The 1892 and 1893 Ballinger's Denver City Directories list John H. Pappe as a baker, living at 183 W Dakota Street. That's the last directory listing we have for John. However, Mrs. Mary Pappe and William E Pappe are listed in the Denver directory for the years 1894 through 1898 and we assume they are Johns wife and son. They are shown as living at the same address with a business address near where John lived. William's occupation is listed as butcher. After 1898 there are no Pappes listed in the Denver. Nor have they been located in any state or federal census schedules or online directories for any other city. When John's estate was settled in 1904, the court papers state that he had no living heirs.

At some point between 1892 and 1903 John moved to Alaska in search of gold. Unconfirmed information from Raymond Pappe indicates that it may have been about 1897, when news of the Klondike gold strike reached the states. Other family information indicates that he probably reached Alaska by way of Seattle, Washington.
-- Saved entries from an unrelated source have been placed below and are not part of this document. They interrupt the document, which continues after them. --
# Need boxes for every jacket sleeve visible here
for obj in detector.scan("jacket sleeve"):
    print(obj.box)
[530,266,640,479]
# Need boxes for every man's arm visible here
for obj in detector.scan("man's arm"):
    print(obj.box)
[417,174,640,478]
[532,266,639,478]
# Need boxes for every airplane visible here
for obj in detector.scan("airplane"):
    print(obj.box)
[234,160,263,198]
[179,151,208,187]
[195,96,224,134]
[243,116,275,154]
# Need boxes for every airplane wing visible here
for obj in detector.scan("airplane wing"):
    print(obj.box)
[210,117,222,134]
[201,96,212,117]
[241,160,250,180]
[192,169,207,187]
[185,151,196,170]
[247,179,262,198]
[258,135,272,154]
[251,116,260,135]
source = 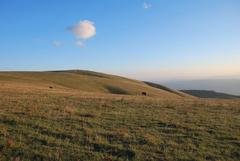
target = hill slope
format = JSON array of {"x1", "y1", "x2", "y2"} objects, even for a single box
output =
[
  {"x1": 0, "y1": 70, "x2": 187, "y2": 99},
  {"x1": 0, "y1": 70, "x2": 239, "y2": 161}
]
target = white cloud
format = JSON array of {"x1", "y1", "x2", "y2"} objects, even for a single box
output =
[
  {"x1": 143, "y1": 2, "x2": 152, "y2": 9},
  {"x1": 69, "y1": 20, "x2": 96, "y2": 39},
  {"x1": 53, "y1": 41, "x2": 62, "y2": 47},
  {"x1": 75, "y1": 40, "x2": 85, "y2": 48}
]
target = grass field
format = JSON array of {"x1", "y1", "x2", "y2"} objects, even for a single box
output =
[{"x1": 0, "y1": 71, "x2": 239, "y2": 161}]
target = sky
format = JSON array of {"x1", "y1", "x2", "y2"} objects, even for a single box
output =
[{"x1": 0, "y1": 0, "x2": 240, "y2": 81}]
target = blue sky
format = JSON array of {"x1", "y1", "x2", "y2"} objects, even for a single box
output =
[{"x1": 0, "y1": 0, "x2": 240, "y2": 80}]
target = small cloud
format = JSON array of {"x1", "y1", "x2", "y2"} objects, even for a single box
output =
[
  {"x1": 75, "y1": 40, "x2": 85, "y2": 48},
  {"x1": 53, "y1": 41, "x2": 62, "y2": 47},
  {"x1": 143, "y1": 2, "x2": 152, "y2": 9},
  {"x1": 69, "y1": 20, "x2": 96, "y2": 39}
]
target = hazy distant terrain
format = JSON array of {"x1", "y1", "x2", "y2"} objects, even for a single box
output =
[
  {"x1": 0, "y1": 71, "x2": 239, "y2": 161},
  {"x1": 163, "y1": 79, "x2": 240, "y2": 95},
  {"x1": 181, "y1": 90, "x2": 240, "y2": 99}
]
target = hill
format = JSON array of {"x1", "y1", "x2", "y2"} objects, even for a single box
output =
[
  {"x1": 144, "y1": 81, "x2": 187, "y2": 97},
  {"x1": 0, "y1": 70, "x2": 188, "y2": 99},
  {"x1": 181, "y1": 90, "x2": 240, "y2": 99},
  {"x1": 0, "y1": 70, "x2": 239, "y2": 161}
]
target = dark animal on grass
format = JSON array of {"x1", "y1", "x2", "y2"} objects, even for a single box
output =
[
  {"x1": 49, "y1": 86, "x2": 53, "y2": 89},
  {"x1": 142, "y1": 92, "x2": 147, "y2": 96}
]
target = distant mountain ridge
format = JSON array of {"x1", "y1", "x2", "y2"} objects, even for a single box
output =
[
  {"x1": 163, "y1": 79, "x2": 240, "y2": 95},
  {"x1": 181, "y1": 90, "x2": 240, "y2": 99}
]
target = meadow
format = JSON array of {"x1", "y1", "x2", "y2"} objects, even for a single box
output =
[{"x1": 0, "y1": 71, "x2": 239, "y2": 161}]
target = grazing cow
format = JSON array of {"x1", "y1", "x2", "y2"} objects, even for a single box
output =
[
  {"x1": 49, "y1": 86, "x2": 53, "y2": 89},
  {"x1": 142, "y1": 92, "x2": 147, "y2": 96}
]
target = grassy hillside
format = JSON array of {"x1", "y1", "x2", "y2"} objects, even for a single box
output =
[
  {"x1": 0, "y1": 70, "x2": 187, "y2": 99},
  {"x1": 144, "y1": 81, "x2": 187, "y2": 97},
  {"x1": 0, "y1": 71, "x2": 239, "y2": 161}
]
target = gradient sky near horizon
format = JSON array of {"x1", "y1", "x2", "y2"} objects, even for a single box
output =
[{"x1": 0, "y1": 0, "x2": 240, "y2": 81}]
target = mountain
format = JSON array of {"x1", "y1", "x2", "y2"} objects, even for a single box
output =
[
  {"x1": 0, "y1": 70, "x2": 188, "y2": 99},
  {"x1": 181, "y1": 90, "x2": 240, "y2": 99},
  {"x1": 163, "y1": 79, "x2": 240, "y2": 95}
]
In 1903 John staked a claim at Thanksgiving Creek, which is near Rampart, Alaska along the Yukon River. Conditions were harsh there and miners were locked in by the frozen river except for a few months each summer. On March of that year, while hiking 35 miles to his camp by sled and on foot, John H Pappe froze to death. His partner, Daniel Headman, was with him at the time and stated that John had crawled on his hands and knees for the last half mile. After his death, two acquaintances named George Krastning and Nick Nelson were accused of "diverting a good claim from the estate of J. H. Pappe." Not long after a "Generous Paystreak Opened" at the claim according to the Rampart newspaper. (See Letter and Clippings)

In the end, the entire estate of John H Pappe, including his steam boat and gold claim, was consumed by his partners and the attorney hired to settle the estate. The payment to John's surviving brothers, Albert and Richard Pappe, totaled $100.



(1) This may be John Hermann Pappe's bakery in Wichita, Kansas. On the left on the side of the awning it appears to say "Vienna Bakery, H Pappe." The name is difficult to read in the old photo, however, so it's possible is says "R Pappe.